Reputation: 87
Given this string of paths, separated by spaces:
path/folderA/fileA1 path/folderA/subFolderA/fileA2 path/folderB/fileB1
I would like to get a string of paths, separated by spaces, only the ones starting with path/folderA/.
Output: path/folderA/fileA1 path/folderA/subFolderA/fileA2
Then remove any match of path/folderA/ from this string.
Final output: fileA1 subFolderA/fileA2
Could this be done with a single line?
Upvotes: 0
Views: 746
Reputation: 5975
With grep
.
echo " $str" | grep -oP '(?<=\spath/folderA/)\S+' | xargs
-P
enables the use of Perl regexp syntax and you can use (?<=pattern)
which is a positive look-behind assertion. Also -o
keeps only the matched part after that pattern, which is \S+
, a sequence of non-white-space characters (until we find the next space, tab, newline etc.)
Also grep
output is always separated by newlines, so you have to pipe to tr '\n' ' '
or xargs
or similar to get one line.
Edit: to match only the beginning of the path, I added \s
(one whitespace character) and feed the input as " $str"
. This seemed easier fix, because \b
matches /
also, and (^|\s)
throws grep: lookbehind assertion is not fixed length
. So testing with this is ok:
> echo "$str"
path/folderA/fileA1 path/folderA/subfolderA/fileA2 path/path/folderA/not
> echo " $str" | grep -owP '(?<=\spath/folderA/)\S+' | xargs
fileA1 subFolderA/fileA2
Upvotes: 1
Reputation: 84642
You can do it simply with awk
matching the last set of word characters in each field and outputting them, e.g.
awk '{for (i=1; i<=NF; i++) if ($i ~ /folderA/) { match($i,/\w+$/); print substr($i,RSTART,RLENGTH)}}' <<< $path_str
Example Use/Output
path_str="path/folderA/fileA1 path/folderA/subFolderA/fileA2 path/folderB/fileB1"
awk '{for (i=1; i<=NF; i++) if ($i ~ /folderA/) { match($i,/\w+$/); print substr($i,RSTART,RLENGTH)}}' <<< $path_str
fileA1
fileA2
You can adjust the output format as desired.
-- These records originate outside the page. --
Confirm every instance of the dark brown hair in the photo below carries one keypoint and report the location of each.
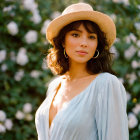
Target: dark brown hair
(60, 65)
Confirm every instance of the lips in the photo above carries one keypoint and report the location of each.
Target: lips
(81, 52)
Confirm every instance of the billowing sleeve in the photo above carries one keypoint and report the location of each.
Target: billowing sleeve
(111, 117)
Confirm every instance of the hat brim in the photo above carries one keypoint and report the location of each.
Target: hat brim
(104, 22)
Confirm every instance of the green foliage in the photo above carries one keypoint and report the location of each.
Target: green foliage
(23, 77)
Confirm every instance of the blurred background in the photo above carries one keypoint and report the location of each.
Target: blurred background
(24, 75)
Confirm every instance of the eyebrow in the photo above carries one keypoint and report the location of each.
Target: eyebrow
(81, 31)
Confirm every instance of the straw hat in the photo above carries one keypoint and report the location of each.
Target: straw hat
(82, 11)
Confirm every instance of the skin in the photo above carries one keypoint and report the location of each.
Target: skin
(75, 40)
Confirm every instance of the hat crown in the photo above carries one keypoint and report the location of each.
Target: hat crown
(77, 8)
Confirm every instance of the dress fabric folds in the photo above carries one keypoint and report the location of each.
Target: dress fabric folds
(97, 113)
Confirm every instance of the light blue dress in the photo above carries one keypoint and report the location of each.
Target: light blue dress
(97, 113)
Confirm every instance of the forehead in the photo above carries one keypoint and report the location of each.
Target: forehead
(88, 25)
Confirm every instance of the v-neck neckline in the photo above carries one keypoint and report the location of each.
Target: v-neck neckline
(70, 101)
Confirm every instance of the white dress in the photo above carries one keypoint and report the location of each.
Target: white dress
(97, 113)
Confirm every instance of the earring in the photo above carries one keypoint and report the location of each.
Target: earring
(66, 56)
(97, 54)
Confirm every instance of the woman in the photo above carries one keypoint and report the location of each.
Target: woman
(86, 102)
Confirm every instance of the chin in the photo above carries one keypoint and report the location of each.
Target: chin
(80, 60)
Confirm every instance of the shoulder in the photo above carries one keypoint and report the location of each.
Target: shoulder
(108, 79)
(53, 84)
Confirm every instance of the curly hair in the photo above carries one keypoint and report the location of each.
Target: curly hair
(59, 64)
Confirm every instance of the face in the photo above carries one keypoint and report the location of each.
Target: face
(80, 45)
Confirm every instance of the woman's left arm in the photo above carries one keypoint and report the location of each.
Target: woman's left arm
(111, 116)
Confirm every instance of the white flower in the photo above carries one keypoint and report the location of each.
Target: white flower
(31, 36)
(131, 77)
(139, 53)
(22, 58)
(132, 120)
(127, 39)
(28, 117)
(138, 43)
(136, 109)
(135, 64)
(138, 6)
(126, 2)
(113, 16)
(8, 9)
(3, 67)
(137, 25)
(133, 37)
(27, 108)
(30, 5)
(8, 124)
(117, 40)
(121, 80)
(55, 14)
(12, 56)
(2, 115)
(35, 73)
(2, 129)
(2, 55)
(130, 52)
(45, 25)
(18, 76)
(128, 96)
(36, 18)
(19, 115)
(12, 28)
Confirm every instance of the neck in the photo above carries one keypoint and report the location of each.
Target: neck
(76, 71)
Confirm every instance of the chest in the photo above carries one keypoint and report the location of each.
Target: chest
(65, 94)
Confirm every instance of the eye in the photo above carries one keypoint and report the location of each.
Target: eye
(75, 34)
(92, 37)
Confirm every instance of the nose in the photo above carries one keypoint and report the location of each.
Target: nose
(84, 42)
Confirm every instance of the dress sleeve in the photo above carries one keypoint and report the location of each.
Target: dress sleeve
(111, 117)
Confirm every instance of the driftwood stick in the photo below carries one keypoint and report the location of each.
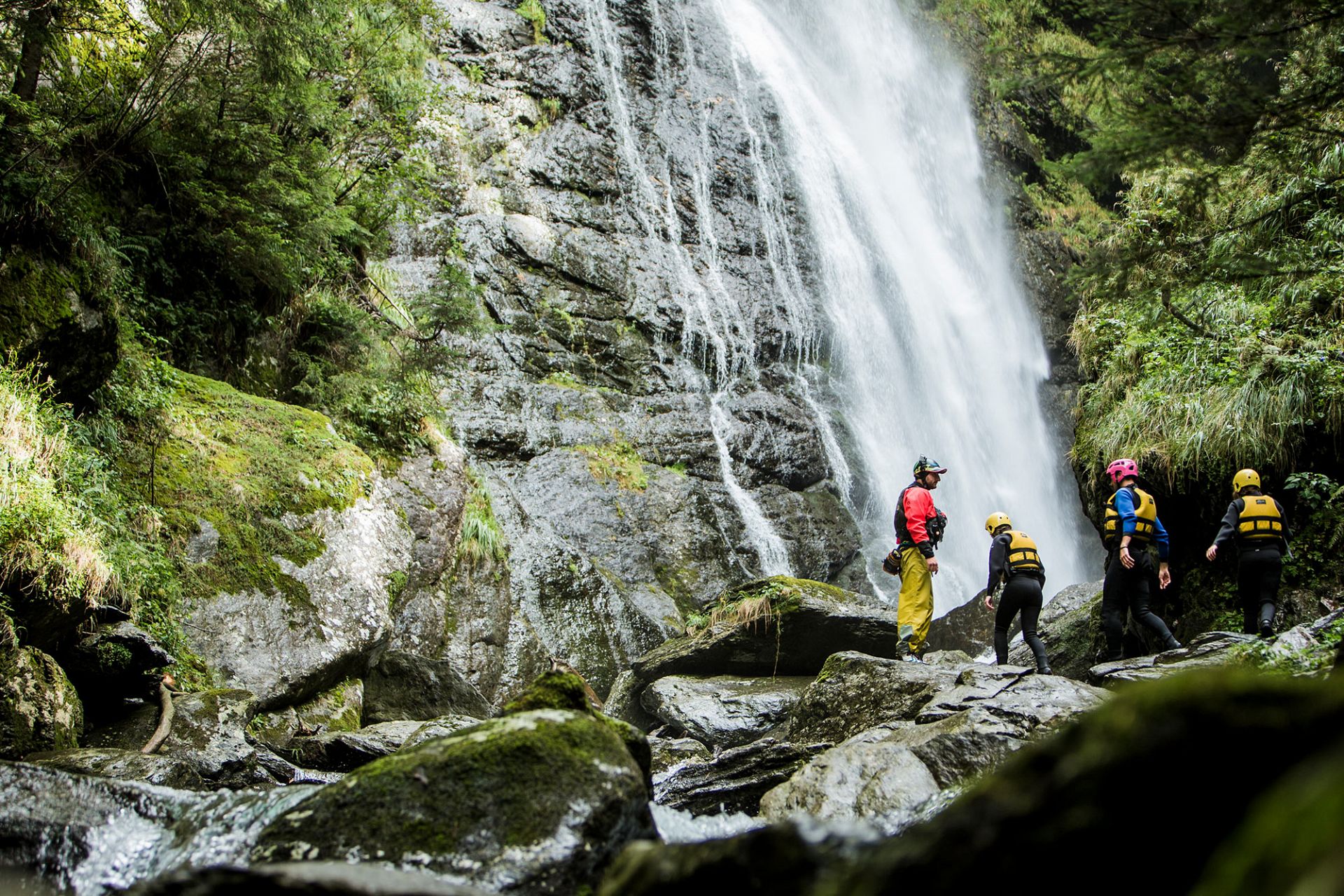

If you want the output all on one line, or if you want to use command substitution to capture the output in a new array, it's up to you.
Using Bash Parameter Expansions
If you want to use parameter expansions with substring removal, you can use a simple loop and the expansion $(var##*/}
to remove everything up to the final '/'
from each path component, e.g.
path_str="path/folderA/fileA1 path/folderA/subFolderA/fileA2 path/folderB/fileB1"
for i in $path_str; do
[[ $i =~ folderA ]] && echo ${i##*/}
done
fileA1
fileA2
For your case the parameter expansion is likely the most efficient as it is a built-in to your shell and avoids spawning a subshell. However, if you had hundreds of thousands of components, I'd probably let awk
handle it then.
The set of POSIX compliant parameter expansions with substring removal are:
${var#pattern} Strip shortest match of pattern from front of $var
${var##pattern} Strip longest match of pattern from front of $var
${var%pattern} Strip shortest match of pattern from back of $var
${var%%pattern} Strip longest match of pattern from back of $var
Bash provides many, many more parameter expansion in addition to those provided by POSIX. Including everything from substring replacement to character case conversion.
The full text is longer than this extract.